In his 1950s heyday, Baker had epitomized West Coast "cool jazz." As a vocalist, his high-pitched, low-volume crooning was edgily intimate: If Sinatra were said to be singing from the next barstool, Baker sang from the adjacent pillow. It wasn't lost on record execs and magazine editors (and a succession of exasperated women) that he had camera-hugging pretty-boy-pugilist looks—a provocative combination of soft and hard, an admirer tells Weber, in an age that prized jock masculinity.

By the time of filming, smack had turned Baker's dreamboat face to a drawn, hollow-cheeked death mask. Yet there is beauty in the vestigial traces where beauty has been—and the impermanence of beauty is Weber's true subject. Let's Get Lost artfully intercuts brooding studies of the gaunt latter-day Baker, shortly before he fell to his death from an Amsterdam hotel window in 1988, with bits of pop ephemera made priceless by his decline. Here is Baker, fucked-up and frail, propped like a haggard prince between babes in a convertible's backseat; here is Baker, movie-star luscious, young forever in clips from The Steve Allen Show and the Italian B-movie Urlatori alla sbarra. Which is the ghost, and which is the haunted?

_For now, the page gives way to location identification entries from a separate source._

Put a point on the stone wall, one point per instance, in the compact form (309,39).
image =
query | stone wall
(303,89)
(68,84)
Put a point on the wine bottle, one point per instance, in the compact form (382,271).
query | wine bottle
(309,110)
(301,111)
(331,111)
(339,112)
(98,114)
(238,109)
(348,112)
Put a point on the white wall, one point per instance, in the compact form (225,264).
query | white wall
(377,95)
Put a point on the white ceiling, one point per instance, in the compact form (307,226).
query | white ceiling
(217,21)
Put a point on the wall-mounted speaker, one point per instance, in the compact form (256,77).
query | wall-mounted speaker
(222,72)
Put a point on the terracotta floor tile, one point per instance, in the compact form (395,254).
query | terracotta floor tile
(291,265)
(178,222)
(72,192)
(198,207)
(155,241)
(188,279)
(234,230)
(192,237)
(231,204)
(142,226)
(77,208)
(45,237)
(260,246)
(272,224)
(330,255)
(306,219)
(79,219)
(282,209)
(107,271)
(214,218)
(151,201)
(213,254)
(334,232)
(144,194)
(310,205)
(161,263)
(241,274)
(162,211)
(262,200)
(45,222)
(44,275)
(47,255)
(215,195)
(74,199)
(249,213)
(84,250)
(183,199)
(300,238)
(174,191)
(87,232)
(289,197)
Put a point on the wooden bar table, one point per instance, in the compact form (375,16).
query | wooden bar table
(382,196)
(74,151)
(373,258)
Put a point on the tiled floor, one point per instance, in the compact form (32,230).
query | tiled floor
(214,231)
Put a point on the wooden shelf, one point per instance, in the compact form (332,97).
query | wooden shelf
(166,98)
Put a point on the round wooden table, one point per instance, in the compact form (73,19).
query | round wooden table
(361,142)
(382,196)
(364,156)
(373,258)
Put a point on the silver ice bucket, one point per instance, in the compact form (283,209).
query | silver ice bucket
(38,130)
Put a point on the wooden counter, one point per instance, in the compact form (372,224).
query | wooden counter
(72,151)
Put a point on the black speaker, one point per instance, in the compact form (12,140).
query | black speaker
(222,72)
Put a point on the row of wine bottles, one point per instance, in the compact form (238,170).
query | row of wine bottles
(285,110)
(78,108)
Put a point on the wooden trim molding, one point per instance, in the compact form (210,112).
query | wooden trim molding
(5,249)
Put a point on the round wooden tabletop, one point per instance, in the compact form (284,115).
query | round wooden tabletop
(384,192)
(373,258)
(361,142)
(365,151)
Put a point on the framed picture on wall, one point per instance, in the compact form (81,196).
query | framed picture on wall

The haunted, of course, is Weber, who addresses Baker's ex-wives and girlfriends with the tone of someone bound to them by a secret love. Baker emerges as the ideal Weber has pursued throughout his career: When his other subjects appear in cameos, from Broken Noses boxer Andy Minsker to Chris Isaak, their similarity practically turns them into doppelgängers reveling in the youth that Baker had long since pissed away. But his is a clear-eyed love. Baker, a practiced manipulator, comes across as not only an addict but an addiction: As his torch-singer ex Ruth Young tartly puts it, "It took me about 20 minutes to get hooked." For first-time viewers of Weber's entrancing after-hours mood piece, it won't take nearly that long.